Fresh ingredients are key to Chase’s cuisine. Her world-famous Gumbo Z’Herbes is packed with mustard and collard greens, turnips, beet tops, cabbage, spinach and onions.

“We had a lot of fresh vegetables growing up in Madisonville,” she said. “My dad raised onions, so we peeled and smothered onions. Now it’s called caramelized onions but you ate that over grits and that was dinner. “

Madisonville was truly rural when she was a child, and she said Lent dishes used to be easy to prepare “because back in the day we didn’t have any meat anyway.”

Common dishes on her family table: Shrimp Creole; egg stew with tomatoes, onions and hard-boiled eggs; potato stew and even rice soup.

“During Lent (at Dooky’s) the menu doesn’t change too much,” she said.  “We serve a lot of seafood here all the time any way.“ She might add codfish cakes or crab fried rice or a Fish Courtbuillon in a light tomato gravy. “That is good,” she said.

She’s as quick to tell you how to solve crime – return to the days when mothers and fathers actually raised their children – as she is to whip up one of her favorite entrees: Shrimp Clemenceau. She calls it a simple dish made with real butter, garlic, white wine, pre-cooked potatoes and green peas, salt, pepper, parsley and paprika for garnish. “I always say if it looks good, it’s going to taste good.“

Chase isn’t apologetic to tell you she uses a lot of butter in her cooking and said she’s not a diabetic or have high cholesterol. 
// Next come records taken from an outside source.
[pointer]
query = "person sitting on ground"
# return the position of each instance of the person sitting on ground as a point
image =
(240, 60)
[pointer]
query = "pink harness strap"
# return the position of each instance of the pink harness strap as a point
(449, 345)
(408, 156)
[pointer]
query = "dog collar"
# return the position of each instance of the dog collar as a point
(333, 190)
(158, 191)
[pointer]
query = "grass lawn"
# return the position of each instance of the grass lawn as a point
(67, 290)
“It’s called moderation,” she said. “You see this dish I’m cooking, I like butter and potatoes, but you could cook it with olive oil. It’s simple ingredients. ... I tell people all the time, it’s a good dish, easy to make and it looks good.”

Feeding celebrities

The restaurant, as stated in the preface of her two cookbooks – the Dooky Chase Cookbook and And Still I Cook – has long been a bastion of celebrities, politicians and locals alike. It was neighborhood beacon where whites and black could co-mingle long before integration.

She said the best thing to come out of integration was that people were able to learn. It opened opportunities for black and whites to work together and learn from each other.
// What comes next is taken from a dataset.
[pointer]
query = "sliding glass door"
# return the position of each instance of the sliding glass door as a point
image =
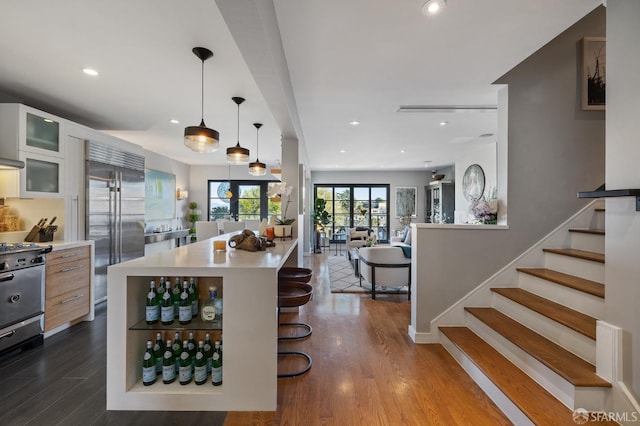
(356, 205)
“It is a better city than it was years ago,” she said. “Black people wouldn’t have been able to learn about cream sauces because they didn’t make that at home.”

Chase is humble about her celebrity even though her numerous honors include receiving The Times-Picayune’s Loving Cup Award in 1997 and the Ella Brennan Savoir Faire Award for Excellence from the American Culinary Federation. She’s had her own cooking show “Creole Cooking with Leah Chase,” and had an autobiography – “Leah Chase: Listen, I Say Like This” – was written about her.

At Dooky’s, she has fed the likes of entertainers Ella Fitzgerald, Sarah Vaughn, Lena Horn and even two presidents – George W. Bush and Barack Obama.

“I’ve met so many good people in life,” she said. “I am so lucky. I have met so many people who have uplifted me.”

She’s uplifted many as well, especially cooking and providing her face to causes, Catholic and non-Catholic alike. She is a parishioner at St. Peter Claver.

The city of New Orleans celebrated her 90th year (actually it’s her 89th birthday) on King’s Day – Jan. 6 at Gallier Hall with Mayor Mitch Landrieu presenting her flowers. 

And from April 24-Sept. 9, a “behind-the-scenes” look of Chase in the restaurant kitchen in an art exhibit by New Orleans-born Gustave Blache III will be displayed at the New Orleans Museum of Art. One of the paintings was selected to hang in the National Portrait Gallery of the Smithsonian Institute in Washington, D.C.

“It’s so real. It looks just like me. I told him, ‘You could have made me look like Halle Berry.’”

She said depicting a woman cooking demonstrates that everybody has something they can contribute in life. 

“Not everybody can be a doctor or lawyer,” she said, but can develop a talent that is useful. She said those doctors and lawyers have to eat.  “I can’t do that so I do what I do. I can cook for him. Look at me. I’m here scrubbing my own pots. ... I am grateful because I like what I do. It’s not like working.”